Dr. Fussa says that, from a public health perspective, more people should be getting tested for HIV on a regular basis. The Centers for Disease Control and Prevention (CDC) recommends every person between the ages of 13 and 64 be tested for HIV at least once during their lifetime. For certain groups of people, it’s best to be tested on a more frequent basis. The guidelines for testing frequency are:

  • Annually if you’re sexually active
  • Every 6-12 months if you or your partner have had more than one sexual partner within a year
  • Every 3-6 months if you’re a sexually active gay or bisexual man

Your risk exponentially increases with the number of sexual partners you have, especially if you’re a man having sex with other men. “Routine testing is important if you fall in these categories because, if you test positive, you can start treatment right away and avoid passing HIV along to your sexual partners in the future,” says Dr. Fussa.

If you are at high risk of getting HIV, it’s a good idea to consider taking pre-exposure prophylaxis (PrEP) medication—a daily pill that is highly effective at preventing HIV for people regularly exposed to it through their sexual partner or partners.

Where to Get Tested

When it comes to getting tested for HIV, there are many different options. If you already have a relationship with a primary care physician, they can be a great first line of defense for preventive testing.

“Many public resources are available for HIV testing,” says Dr. Fussa. “Check on your city or state’s public health department website for testing locations. Many of these will be free or low-cost. There are even mail-away tests you can take in the privacy of your own home.”

Whether you’ve gotten a blood test, a cheek swab or a finger prick, all FDA-approved HIV tests provide accurate results, available to you within a few days to a few minutes, if you choose to take a rapid test.

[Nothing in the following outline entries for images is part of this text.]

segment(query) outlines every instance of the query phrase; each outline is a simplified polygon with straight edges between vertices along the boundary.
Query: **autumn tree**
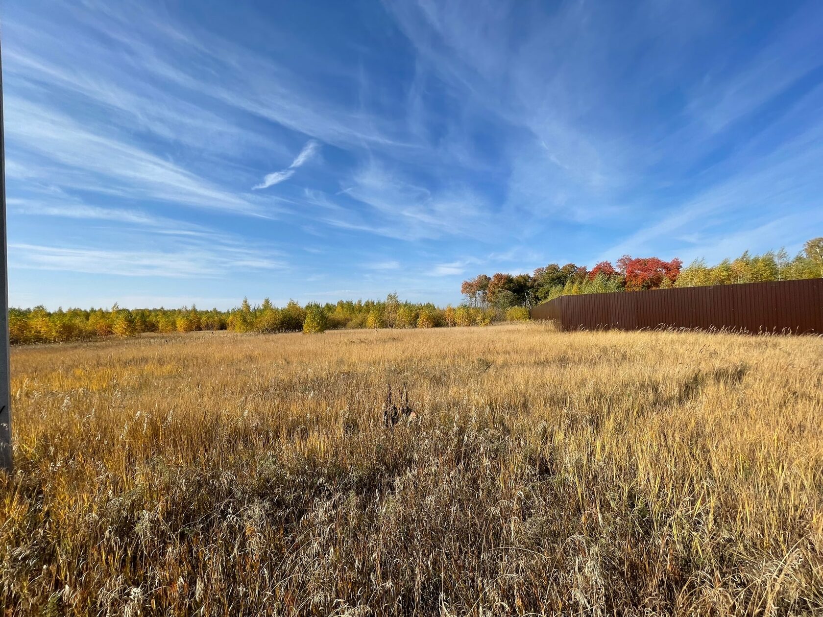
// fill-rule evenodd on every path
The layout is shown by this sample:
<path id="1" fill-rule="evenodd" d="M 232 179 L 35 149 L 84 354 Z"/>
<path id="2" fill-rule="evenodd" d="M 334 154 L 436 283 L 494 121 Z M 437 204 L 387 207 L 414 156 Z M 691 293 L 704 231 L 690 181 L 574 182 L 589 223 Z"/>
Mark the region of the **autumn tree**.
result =
<path id="1" fill-rule="evenodd" d="M 514 277 L 510 274 L 496 272 L 486 285 L 486 296 L 489 304 L 496 306 L 497 300 L 502 292 L 511 292 L 511 286 L 514 281 Z M 501 308 L 507 308 L 508 305 Z"/>
<path id="2" fill-rule="evenodd" d="M 808 240 L 803 245 L 803 253 L 816 271 L 816 276 L 823 277 L 823 237 Z"/>
<path id="3" fill-rule="evenodd" d="M 326 332 L 326 313 L 323 307 L 316 302 L 310 302 L 302 312 L 304 334 L 320 334 Z"/>
<path id="4" fill-rule="evenodd" d="M 677 257 L 671 262 L 664 262 L 658 257 L 624 255 L 617 260 L 617 267 L 625 279 L 625 288 L 629 291 L 657 289 L 663 278 L 668 279 L 672 284 L 676 283 L 683 262 Z"/>

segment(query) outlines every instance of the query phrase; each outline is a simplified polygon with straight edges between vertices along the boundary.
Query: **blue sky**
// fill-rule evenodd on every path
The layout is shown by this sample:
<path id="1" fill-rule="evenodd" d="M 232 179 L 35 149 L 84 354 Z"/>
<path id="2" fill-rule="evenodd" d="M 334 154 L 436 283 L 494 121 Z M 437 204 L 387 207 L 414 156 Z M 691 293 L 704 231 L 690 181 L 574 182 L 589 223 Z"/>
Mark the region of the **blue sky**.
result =
<path id="1" fill-rule="evenodd" d="M 823 234 L 823 3 L 7 0 L 12 305 L 459 300 Z"/>

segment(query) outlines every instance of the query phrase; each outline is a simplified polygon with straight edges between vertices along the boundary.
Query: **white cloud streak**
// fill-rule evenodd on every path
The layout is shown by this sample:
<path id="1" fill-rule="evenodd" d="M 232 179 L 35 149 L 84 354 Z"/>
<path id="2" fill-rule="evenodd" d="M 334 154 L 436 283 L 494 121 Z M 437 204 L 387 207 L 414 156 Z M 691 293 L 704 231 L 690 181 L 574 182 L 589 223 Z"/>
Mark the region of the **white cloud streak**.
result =
<path id="1" fill-rule="evenodd" d="M 257 186 L 252 187 L 253 189 L 259 188 L 268 188 L 271 186 L 278 184 L 284 182 L 291 176 L 295 174 L 295 169 L 298 167 L 303 166 L 304 164 L 310 160 L 315 154 L 317 154 L 318 150 L 320 148 L 320 144 L 315 141 L 314 139 L 309 139 L 306 141 L 305 146 L 300 151 L 300 153 L 297 155 L 296 158 L 291 161 L 291 165 L 288 166 L 287 169 L 281 169 L 281 171 L 276 171 L 273 174 L 267 174 L 263 179 L 263 182 Z"/>

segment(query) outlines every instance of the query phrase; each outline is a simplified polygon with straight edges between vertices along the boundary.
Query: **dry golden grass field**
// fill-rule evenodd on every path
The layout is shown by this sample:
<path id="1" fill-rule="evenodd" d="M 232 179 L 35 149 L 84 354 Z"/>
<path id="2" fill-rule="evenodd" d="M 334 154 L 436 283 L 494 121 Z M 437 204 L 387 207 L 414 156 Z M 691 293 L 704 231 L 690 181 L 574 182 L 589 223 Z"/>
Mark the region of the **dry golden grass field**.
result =
<path id="1" fill-rule="evenodd" d="M 12 367 L 4 615 L 823 611 L 821 338 L 194 333 Z"/>

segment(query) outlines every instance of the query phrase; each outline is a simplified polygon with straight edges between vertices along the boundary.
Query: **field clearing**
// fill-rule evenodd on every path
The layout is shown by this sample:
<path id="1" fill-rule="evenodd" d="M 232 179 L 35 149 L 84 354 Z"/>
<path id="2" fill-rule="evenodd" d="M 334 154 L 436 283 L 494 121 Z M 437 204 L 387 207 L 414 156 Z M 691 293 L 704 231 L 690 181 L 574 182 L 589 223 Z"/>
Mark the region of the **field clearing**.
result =
<path id="1" fill-rule="evenodd" d="M 204 332 L 12 368 L 7 615 L 823 610 L 819 337 Z"/>

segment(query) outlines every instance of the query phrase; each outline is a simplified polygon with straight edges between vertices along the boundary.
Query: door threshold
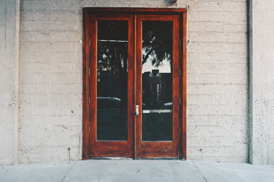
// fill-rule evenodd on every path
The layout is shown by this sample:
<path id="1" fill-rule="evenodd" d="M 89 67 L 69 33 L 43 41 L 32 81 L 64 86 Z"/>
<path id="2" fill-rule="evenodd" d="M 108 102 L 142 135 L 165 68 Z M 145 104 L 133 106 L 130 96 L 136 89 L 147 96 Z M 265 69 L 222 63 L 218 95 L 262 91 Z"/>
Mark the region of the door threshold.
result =
<path id="1" fill-rule="evenodd" d="M 126 157 L 93 157 L 90 158 L 90 160 L 133 160 L 132 158 Z"/>
<path id="2" fill-rule="evenodd" d="M 136 160 L 180 160 L 178 157 L 175 158 L 136 158 Z"/>

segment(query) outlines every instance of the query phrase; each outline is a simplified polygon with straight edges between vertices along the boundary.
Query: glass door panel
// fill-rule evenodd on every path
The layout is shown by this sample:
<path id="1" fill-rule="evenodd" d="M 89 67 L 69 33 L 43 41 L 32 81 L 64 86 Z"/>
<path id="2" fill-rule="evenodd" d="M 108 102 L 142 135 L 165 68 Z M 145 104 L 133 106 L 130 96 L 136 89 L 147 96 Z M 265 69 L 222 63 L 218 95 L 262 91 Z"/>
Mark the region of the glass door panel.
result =
<path id="1" fill-rule="evenodd" d="M 142 141 L 172 140 L 172 21 L 142 22 Z"/>
<path id="2" fill-rule="evenodd" d="M 179 18 L 137 16 L 136 158 L 179 157 Z"/>
<path id="3" fill-rule="evenodd" d="M 128 24 L 97 21 L 97 140 L 127 140 Z"/>
<path id="4" fill-rule="evenodd" d="M 133 16 L 92 15 L 90 21 L 90 157 L 132 158 Z"/>

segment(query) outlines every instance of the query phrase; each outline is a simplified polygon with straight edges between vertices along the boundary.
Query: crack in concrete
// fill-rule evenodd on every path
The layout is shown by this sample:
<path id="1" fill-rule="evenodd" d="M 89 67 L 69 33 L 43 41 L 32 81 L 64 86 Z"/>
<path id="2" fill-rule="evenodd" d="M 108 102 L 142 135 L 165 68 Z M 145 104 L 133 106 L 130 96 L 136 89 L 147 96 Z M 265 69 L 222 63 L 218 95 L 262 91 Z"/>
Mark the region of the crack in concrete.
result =
<path id="1" fill-rule="evenodd" d="M 203 175 L 203 174 L 202 174 L 202 173 L 201 172 L 201 171 L 200 171 L 200 170 L 199 170 L 199 169 L 198 169 L 198 167 L 197 167 L 197 166 L 196 166 L 196 165 L 195 165 L 195 163 L 194 163 L 194 162 L 192 162 L 193 163 L 193 164 L 194 164 L 194 165 L 195 166 L 195 167 L 196 167 L 196 168 L 197 168 L 197 169 L 198 169 L 198 170 L 199 171 L 199 172 L 200 172 L 200 173 L 201 174 L 201 175 L 202 175 L 202 176 L 204 178 L 204 179 L 205 179 L 205 180 L 206 180 L 206 182 L 207 182 L 207 181 L 206 181 L 206 178 L 205 178 L 205 177 L 204 177 L 204 175 Z"/>
<path id="2" fill-rule="evenodd" d="M 76 163 L 76 162 L 75 162 L 74 163 L 74 164 L 73 164 L 73 165 L 72 165 L 72 167 L 71 167 L 71 168 L 70 168 L 70 169 L 68 170 L 68 173 L 67 173 L 67 174 L 65 176 L 65 177 L 64 177 L 64 178 L 63 178 L 63 179 L 62 180 L 62 181 L 61 182 L 63 182 L 63 181 L 64 181 L 64 179 L 67 176 L 67 175 L 68 175 L 68 173 L 69 172 L 69 171 L 70 171 L 70 170 L 71 170 L 71 169 L 72 169 L 72 168 L 73 167 L 73 166 L 74 166 L 74 165 L 75 165 L 75 164 Z M 195 164 L 194 164 L 195 165 Z M 198 169 L 199 170 L 199 169 Z"/>

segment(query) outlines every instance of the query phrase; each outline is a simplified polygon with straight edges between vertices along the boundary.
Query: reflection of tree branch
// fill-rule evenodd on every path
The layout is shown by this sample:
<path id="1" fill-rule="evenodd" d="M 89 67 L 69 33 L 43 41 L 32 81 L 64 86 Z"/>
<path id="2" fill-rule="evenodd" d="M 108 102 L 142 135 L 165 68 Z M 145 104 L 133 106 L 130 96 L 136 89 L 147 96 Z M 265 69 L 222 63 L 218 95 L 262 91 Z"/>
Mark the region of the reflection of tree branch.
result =
<path id="1" fill-rule="evenodd" d="M 152 52 L 152 51 L 153 51 L 153 48 L 152 48 L 150 49 L 150 50 L 148 51 L 148 52 L 146 53 L 146 56 L 145 56 L 143 59 L 143 61 L 142 61 L 142 65 L 146 63 L 146 60 L 148 59 L 148 56 L 150 55 L 150 54 Z"/>

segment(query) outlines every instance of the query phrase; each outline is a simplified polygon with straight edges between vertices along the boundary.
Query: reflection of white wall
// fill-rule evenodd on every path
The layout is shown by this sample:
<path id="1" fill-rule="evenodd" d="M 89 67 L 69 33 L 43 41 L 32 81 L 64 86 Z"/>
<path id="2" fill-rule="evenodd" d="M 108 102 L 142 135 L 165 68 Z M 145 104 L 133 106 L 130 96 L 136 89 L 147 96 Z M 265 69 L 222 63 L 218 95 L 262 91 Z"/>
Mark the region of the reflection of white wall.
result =
<path id="1" fill-rule="evenodd" d="M 171 73 L 170 71 L 170 65 L 166 59 L 163 61 L 162 65 L 160 66 L 158 68 L 156 68 L 152 65 L 151 58 L 151 56 L 150 55 L 146 62 L 143 65 L 142 73 L 148 71 L 151 72 L 151 70 L 152 69 L 159 69 L 159 73 Z"/>

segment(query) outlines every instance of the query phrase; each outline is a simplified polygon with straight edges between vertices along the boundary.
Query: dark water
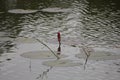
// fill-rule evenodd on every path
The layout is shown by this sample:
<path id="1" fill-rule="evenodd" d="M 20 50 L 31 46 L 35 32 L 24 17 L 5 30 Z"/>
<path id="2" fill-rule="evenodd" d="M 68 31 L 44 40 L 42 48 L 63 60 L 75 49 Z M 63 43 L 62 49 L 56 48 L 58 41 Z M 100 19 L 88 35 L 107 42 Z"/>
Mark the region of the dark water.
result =
<path id="1" fill-rule="evenodd" d="M 0 53 L 10 51 L 19 36 L 48 42 L 60 31 L 71 44 L 120 44 L 119 0 L 0 0 Z M 11 14 L 11 9 L 71 9 L 71 12 Z M 33 34 L 34 33 L 34 34 Z M 79 42 L 81 41 L 81 42 Z M 54 42 L 54 40 L 53 40 Z"/>

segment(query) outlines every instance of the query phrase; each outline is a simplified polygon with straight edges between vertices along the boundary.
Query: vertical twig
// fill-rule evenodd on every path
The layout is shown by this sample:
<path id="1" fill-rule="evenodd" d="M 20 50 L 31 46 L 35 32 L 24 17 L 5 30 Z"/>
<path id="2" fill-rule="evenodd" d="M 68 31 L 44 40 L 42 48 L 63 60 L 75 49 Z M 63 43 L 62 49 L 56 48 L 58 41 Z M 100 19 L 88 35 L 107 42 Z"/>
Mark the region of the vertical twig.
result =
<path id="1" fill-rule="evenodd" d="M 58 38 L 58 42 L 59 42 L 57 54 L 60 55 L 61 54 L 61 35 L 60 35 L 60 32 L 57 33 L 57 38 Z"/>
<path id="2" fill-rule="evenodd" d="M 88 58 L 90 57 L 90 51 L 88 50 L 88 47 L 81 47 L 82 50 L 84 51 L 85 55 L 86 55 L 86 59 L 85 59 L 85 63 L 84 63 L 84 70 L 86 69 L 86 64 L 88 62 Z"/>

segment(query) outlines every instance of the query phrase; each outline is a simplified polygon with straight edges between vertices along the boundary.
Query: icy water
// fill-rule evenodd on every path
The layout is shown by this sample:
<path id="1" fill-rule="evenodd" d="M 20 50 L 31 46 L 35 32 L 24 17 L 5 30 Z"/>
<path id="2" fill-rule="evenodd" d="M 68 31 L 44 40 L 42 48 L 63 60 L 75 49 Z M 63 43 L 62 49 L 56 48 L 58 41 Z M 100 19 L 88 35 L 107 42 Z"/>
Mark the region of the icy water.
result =
<path id="1" fill-rule="evenodd" d="M 1 0 L 0 80 L 119 80 L 119 5 L 119 0 Z M 56 52 L 57 32 L 60 60 L 36 40 Z M 83 44 L 92 50 L 86 70 Z"/>

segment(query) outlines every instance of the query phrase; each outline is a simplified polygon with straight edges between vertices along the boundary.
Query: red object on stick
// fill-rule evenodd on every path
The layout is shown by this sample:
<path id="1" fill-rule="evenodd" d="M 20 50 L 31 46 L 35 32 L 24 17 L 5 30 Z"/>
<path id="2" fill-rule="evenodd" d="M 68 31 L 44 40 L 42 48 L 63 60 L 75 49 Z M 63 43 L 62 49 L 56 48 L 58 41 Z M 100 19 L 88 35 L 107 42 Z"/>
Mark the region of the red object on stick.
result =
<path id="1" fill-rule="evenodd" d="M 57 37 L 58 37 L 58 42 L 60 43 L 61 42 L 61 35 L 60 35 L 60 32 L 57 33 Z"/>
<path id="2" fill-rule="evenodd" d="M 57 49 L 57 54 L 60 55 L 61 54 L 61 35 L 60 32 L 57 33 L 57 38 L 58 38 L 58 42 L 59 42 L 59 47 Z"/>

Getting Tested After an Exposure

If you believe you have been exposed to HIV, it’s important to visit your doctor as soon as you can. “We have resources readily available that decrease your risk of getting HIV, even if you’ve had a serious exposure,” says Dr. Fussa. Post-exposure prophylaxis (PEP) is a medication to prevent HIV after possible exposure and must be used within 72 hours to be effective.

While it’s important to visit your doctor for an HIV test as soon as exposure occurs, you should keep in mind that there can be a window period after exposure, potentially leading to a false negative. “You should still get tested early, but it’s best to also get an HIV test about 18 to 30 days after a known exposure,” says Dr. Fussa.

What to Do if You Test Positive for HIV

If your HIV test comes back positive, treatment is available. “After your diagnosis, we’ll confirm the positive test with a second look, or a secondary test, to clarify the results,” says Dr. Fussa. “If you test positive for HIV, it’s very possible you’ll start treatment the same day.” Almost all HIV medications are taken orally, one pill per day.

Dr. Fussa wants people to know that HIV testing is now a normal part of routine preventive medical care. “There’s a large population of people who are at risk, and we need to remove the stigma of being tested  or testing positive for HIV so we can move past this 30-year pandemic,” he says.